Buffalo News Article 9/13/09
From L. A. to Buffalo: Playing out
issues of race
By Colin Dabkowski
On the cavernous third floor of a former automobile factory in North
Buffalo, an unassuming little shoebox of a theater sits tucked away behind a
plastered-over garage door.
Inside, six creaky rows of old folding seats face a stage sparsely
furnished with three chairs, three tables, a coat rack and a hanging video
screen. It is the set for the Subversive Theatre Collective's production
of TWILIGHT: Los Angeles, 1992, a masterpiece of documentary theater
that chronicles the riots that erupted in Los Angeles after a jury let four
white police officers off the hook in the brutal beating of Rodney King.
The show, starring Victoria Perez as a series of 16 victims and witnesses,
is a stunning look back at one of the more shameful moments in recent U. S.
history. But it is also directly applicable to Buffalo in 2009, a place
where issues of racial discrimination, segregation and poverty are as pressing
as they have ever been.
For evidence of that, we don't have to look any further than the case of
Brian Milligan, an 18-year-old man who was beaten nearly to death by a group
of 10 to 12 teenagers on Buffalo's East Side last month. The suspected
reason? Milligan, who is white, is dating a black woman.

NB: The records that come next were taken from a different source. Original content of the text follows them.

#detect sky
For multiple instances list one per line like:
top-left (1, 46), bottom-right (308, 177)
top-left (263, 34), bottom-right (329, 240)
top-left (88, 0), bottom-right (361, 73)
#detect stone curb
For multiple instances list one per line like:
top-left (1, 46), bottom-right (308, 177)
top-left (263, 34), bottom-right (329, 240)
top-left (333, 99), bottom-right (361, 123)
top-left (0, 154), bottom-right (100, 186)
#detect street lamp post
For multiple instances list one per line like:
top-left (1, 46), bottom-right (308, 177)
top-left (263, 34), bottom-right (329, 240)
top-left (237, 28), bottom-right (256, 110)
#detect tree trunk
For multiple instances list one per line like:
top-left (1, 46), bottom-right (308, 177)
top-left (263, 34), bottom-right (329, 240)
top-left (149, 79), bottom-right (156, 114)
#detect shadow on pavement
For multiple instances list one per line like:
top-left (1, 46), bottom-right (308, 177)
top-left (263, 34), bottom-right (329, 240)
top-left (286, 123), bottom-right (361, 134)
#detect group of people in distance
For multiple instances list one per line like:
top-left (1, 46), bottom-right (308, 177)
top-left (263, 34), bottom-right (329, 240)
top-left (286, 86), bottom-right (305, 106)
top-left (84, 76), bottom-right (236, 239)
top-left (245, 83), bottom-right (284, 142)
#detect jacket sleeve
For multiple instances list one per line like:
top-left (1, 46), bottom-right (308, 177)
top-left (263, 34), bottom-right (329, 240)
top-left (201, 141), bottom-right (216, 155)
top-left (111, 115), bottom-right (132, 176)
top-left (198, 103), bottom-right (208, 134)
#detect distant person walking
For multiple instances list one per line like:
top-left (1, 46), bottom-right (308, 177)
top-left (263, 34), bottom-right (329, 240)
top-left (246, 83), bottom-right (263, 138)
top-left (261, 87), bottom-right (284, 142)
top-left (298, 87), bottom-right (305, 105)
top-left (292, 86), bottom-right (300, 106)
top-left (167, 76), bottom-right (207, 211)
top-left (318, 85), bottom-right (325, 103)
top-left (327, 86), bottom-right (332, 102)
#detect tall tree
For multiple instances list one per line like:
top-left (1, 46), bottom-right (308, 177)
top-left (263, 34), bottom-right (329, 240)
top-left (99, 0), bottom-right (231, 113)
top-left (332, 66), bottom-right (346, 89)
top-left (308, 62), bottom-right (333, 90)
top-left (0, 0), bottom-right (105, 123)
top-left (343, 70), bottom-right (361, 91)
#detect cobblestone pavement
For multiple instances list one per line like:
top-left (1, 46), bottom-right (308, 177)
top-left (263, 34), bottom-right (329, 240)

Neighborhood toughs weren't happy with the interracial relationship, and they
expressed that dissatisfaction by bashing Milligan's head with a concrete
block.
In the weeks since the assault, passionate discussions about racism,
prejudice and socioeconomic inequalities have flared up on the Internet.
Online discussions about racial issues, especially those appearing lately on
The Buffalo News Web site, tend to activate the deepest hatreds of anonymous
lunatics. Their invective often overpowers what scattered voices of
reason exist, but the comments still serve to illustrate that Buffalo's racial
and socioeconomic picture is far more fractured than most of us like to admit.
Take, for instance, one of a series of comments from someone called "StephenAnderson42"
on Rod Watson's recent column urging witnesses to speak up about the incident:
"We (both whites and blacks) would be better off if we were
separate," the commenter writes. "We have different and
conflicting interests. We don't understand each other, we get into
fights, both sides constantly feel slighted by the other. The
differences between us are built into our DNA, and cannot be overcome through
'understanding' or spending time getting to know one another."
Taking in a performance of TWILIGHT is an antidote to this
pernicious way of thinking. By witnessing the racially motivated strife
of another city -- from the distance of almost two decades and some
2,500 miles -- we can gain insight into the complexities of our own city's
racial disparities and struggles.
As Congresswoman Maxine Waters' character in TWILIGHT says, "Los
Angeles is but one city experiencing this despair and hopelessness"
of racial discrimination and pain. Detroit is another. Milwaukee
is another. And Buffalo, the third-poorest major city in the United
States and the seventh most segregated, is most definitely another.
"It's an outrage how intensely segregated this city is between East
and West [sides]," said Subversive Founder and Artistic Director Kurt
Schneiderman. "The differences in privilege and differences in
culture just hit you in the face all the time. One of the things that's
interesting about TWILIGHT is that it is about this very specific
moment in American history, but it's really not. It's really about any
place that's suffering from racial or social turmoil."
Certainly not all theater speaks to us as directly or with as much insight
into our modern predicaments as TWILIGHT. But sometimes even the
most seemingly lighthearted confections offer up lessons that apply directly
to our lives and the way we live them, not just in terms of the vaunted "universal
experience," but of the specific problems and issues that confront
our society on the small scale.
At a time when blockbuster Hollywood films and snazzy musicals with
sky-high production values account for the vast majority of American
entertainment dollars, it's easy to forget that the performing arts can tell
us something directly applicable to our own lives and communities.
It is tempting to think of the theater as a place of escape, a refuge from
the mounting pressures and struggles of daily life. It certainly can be. But
the art form is at its most powerful when it speaks to us about the world in
which we live, and maybe, like TWILIGHT, points us toward a solution.